Our chromosomes are paired, and therefore we have two copies of almost every gene. The mutations that cause Dravet Syndrome affect only one copy of the Scn1a gene, which leads to production of only half the normal amount of Nav1.1 protein. New gene therapy approaches are starting to have success replacing mutated gene copies with native ones, using viruses to bring in the correct copy, but in the case of Dravet syndrome this approach is hampered by the large size of the Scn1a gene, which exceeds the delivery abilities of these virus particles.

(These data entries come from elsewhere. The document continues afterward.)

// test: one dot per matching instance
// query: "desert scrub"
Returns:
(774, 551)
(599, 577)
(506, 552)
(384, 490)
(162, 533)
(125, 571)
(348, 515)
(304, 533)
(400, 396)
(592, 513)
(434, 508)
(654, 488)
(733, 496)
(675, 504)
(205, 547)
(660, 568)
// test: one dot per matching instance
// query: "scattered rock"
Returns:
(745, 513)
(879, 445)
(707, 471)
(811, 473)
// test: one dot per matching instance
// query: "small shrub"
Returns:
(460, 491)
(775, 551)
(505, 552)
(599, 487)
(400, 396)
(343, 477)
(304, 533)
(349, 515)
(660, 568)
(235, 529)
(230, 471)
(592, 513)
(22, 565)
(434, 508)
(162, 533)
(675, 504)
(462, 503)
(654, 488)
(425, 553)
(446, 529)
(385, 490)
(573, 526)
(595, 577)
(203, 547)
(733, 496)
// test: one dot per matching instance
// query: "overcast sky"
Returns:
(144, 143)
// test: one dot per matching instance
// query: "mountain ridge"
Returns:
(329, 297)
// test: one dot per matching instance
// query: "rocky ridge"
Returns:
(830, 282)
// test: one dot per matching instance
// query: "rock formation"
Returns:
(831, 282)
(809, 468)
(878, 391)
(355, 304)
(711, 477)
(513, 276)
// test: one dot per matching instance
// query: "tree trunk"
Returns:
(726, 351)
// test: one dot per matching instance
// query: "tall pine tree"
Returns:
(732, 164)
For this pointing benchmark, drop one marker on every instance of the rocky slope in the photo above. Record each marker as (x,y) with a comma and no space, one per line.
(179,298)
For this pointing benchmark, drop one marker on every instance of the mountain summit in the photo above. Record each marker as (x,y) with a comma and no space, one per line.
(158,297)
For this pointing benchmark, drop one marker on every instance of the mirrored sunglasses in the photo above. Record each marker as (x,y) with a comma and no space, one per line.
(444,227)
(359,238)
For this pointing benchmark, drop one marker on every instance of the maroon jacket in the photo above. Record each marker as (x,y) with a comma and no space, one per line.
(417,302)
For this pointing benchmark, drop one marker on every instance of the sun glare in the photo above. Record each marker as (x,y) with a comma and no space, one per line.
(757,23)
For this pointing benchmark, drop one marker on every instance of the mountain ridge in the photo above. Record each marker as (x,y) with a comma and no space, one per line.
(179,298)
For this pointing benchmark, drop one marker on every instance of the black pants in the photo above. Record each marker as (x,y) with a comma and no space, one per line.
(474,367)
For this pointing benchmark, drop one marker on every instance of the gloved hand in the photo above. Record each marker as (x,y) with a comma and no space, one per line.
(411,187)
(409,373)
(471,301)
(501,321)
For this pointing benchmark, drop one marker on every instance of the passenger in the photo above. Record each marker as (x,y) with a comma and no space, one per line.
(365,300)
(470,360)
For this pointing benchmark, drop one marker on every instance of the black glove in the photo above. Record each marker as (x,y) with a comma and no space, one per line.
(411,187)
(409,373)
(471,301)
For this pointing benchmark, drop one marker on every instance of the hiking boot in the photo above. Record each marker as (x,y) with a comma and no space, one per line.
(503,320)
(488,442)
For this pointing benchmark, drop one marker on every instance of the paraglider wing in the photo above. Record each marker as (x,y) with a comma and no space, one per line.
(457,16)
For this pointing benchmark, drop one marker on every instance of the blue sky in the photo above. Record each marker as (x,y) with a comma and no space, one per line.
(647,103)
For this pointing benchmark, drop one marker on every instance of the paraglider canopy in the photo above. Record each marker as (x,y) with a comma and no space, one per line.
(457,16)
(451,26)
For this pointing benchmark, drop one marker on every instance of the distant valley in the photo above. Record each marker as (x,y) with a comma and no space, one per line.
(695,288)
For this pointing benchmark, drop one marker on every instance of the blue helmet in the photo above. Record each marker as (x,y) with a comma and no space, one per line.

An alternate approach could be to increase expression of the good copy. In this paper, the researchers use a CRISPR-Cas9 system to do just this. In short, the CRISPR-Cas9 technology is an exciting new and powerful method for genome editing. The authors were able to engineer robust, and highly specific, activation of the Scn1a gene, and thereby restore Nav1.1 protein levels, in neurons derived from a Dravet mouse. The functional result was restoration of excitability in these neurons.

Encouraged by these results, the authors utilized a viral system that allows efficient delivery to the brain, and injected Dravet mouse pups with their Scn1a-dCas9A treatment. They found a significant increase in Scn1a gene expression over controls. Further, these mice were found to have an increased threshold to hyperthermia-induced seizures.

In conclusion, this study confirmed the hypothesis that upregulation of Nav1.1 during development is protective against seizures. It also showed that a dCas9 activation system could be successfully packaged into a gene therapy approach for treating Dravet mice, raising optimism toward someday trying the same approach in humans.

Colasante, G. et al. dCas9-based Scn1a gene activation restores inhibitory interneuron excitability and attenuates seizures in Dravet syndrome mice. Molecular Therapy in press (2019) preprint available online. doi: 10.1016/j.ymthe.2019.08.018.